Ces amants, le Joker et Harley Quinn sont la vraie chance du film.

Jared Leto et Margot Robbie ont vraiment fait de leur mieux. Je devais les pousser un peu tout le temps - ils se mettaient trop à l'écart, cela devenait même inconfortable. Pourtant, il était dangereux d'aller trop loin dans le territoire de la folie totale - je ne voulais pas faire d'un film d'action comique un messager de la psychiatrie.

Le style de Suicide Squad semble plus punk qu'il ne l'est habituellement dans 200 millions de superproductions. De qui avez-vous été inspiré?

Tu vas rire. J'ai essayé d'imaginer la bande dessinée, comme Tarkovsky la tournerait.

Tarkovsky?!

Oui oui. Je suis un grand fan - et notre caméraman, un Russe, Roman Vasyanov, ne fait que prier pour ses films. Nous avons même révisé quelque chose avant de commencer à travailler sur le "Détachement". Tarkovsky a un travail visuel incroyablement sophistiqué - dans lequel le cadre même de la prise de vue, l'angle de la caméra, portent souvent une charge psychologique tangible. Nous visions à obtenir le même effet - autant que possible dans une histoire où il y a un homme crocodile, une sorcière et le Joker.

Qu'est-ce que ça fait d'être réalisateur à l'ère des bandes-annonces - quand les meilleurs moments de votre film ont déjà été joués dans des centaines de vidéos promotionnelles dans le monde?

Eh bien, cela ne vous facilite certainement pas la tâche.
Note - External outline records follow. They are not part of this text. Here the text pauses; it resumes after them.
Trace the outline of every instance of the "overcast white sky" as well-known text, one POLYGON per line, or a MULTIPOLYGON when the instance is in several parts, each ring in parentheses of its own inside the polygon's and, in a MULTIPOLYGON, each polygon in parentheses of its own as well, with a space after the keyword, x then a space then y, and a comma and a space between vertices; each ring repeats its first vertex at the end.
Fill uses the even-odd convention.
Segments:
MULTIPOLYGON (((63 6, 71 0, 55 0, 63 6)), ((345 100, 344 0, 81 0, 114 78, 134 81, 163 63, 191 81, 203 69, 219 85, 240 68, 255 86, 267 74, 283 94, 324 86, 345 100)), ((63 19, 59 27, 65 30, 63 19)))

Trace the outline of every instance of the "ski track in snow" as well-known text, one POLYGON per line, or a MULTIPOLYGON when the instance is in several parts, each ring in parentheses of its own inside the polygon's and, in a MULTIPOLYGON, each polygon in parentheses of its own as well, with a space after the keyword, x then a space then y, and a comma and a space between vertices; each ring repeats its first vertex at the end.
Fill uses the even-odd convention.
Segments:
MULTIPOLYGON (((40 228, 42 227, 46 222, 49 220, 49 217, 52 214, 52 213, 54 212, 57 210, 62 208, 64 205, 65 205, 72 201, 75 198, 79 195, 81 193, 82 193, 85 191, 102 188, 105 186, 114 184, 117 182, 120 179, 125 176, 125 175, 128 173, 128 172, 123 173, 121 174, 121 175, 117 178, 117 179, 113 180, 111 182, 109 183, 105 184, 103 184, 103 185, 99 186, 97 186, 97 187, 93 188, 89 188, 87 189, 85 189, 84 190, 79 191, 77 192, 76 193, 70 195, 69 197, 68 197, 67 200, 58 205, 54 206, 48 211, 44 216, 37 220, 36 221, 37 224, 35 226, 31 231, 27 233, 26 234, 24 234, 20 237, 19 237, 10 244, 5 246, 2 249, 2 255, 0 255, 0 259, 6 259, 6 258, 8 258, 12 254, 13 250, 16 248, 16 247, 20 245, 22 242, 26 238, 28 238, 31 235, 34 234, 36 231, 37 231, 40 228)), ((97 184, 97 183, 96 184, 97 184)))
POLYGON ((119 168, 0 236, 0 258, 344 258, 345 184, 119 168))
Mais je savais ce que j'allais faire, et je savais que la campagne de marketing «Détachement» serait grandiose. Je me suis donc toujours rappelé que ce sont exactement les moments qui entrent dans les bandes-annonces, ce qui signifie que nous devions nous assurer que l'esprit était à couper le souffle non seulement à partir des moments à l'écran, mais de l'image dans son ensemble, sa portée et son des idées. Eh bien, et conduisez, bien sûr, sinon quel genre d'action ce serait.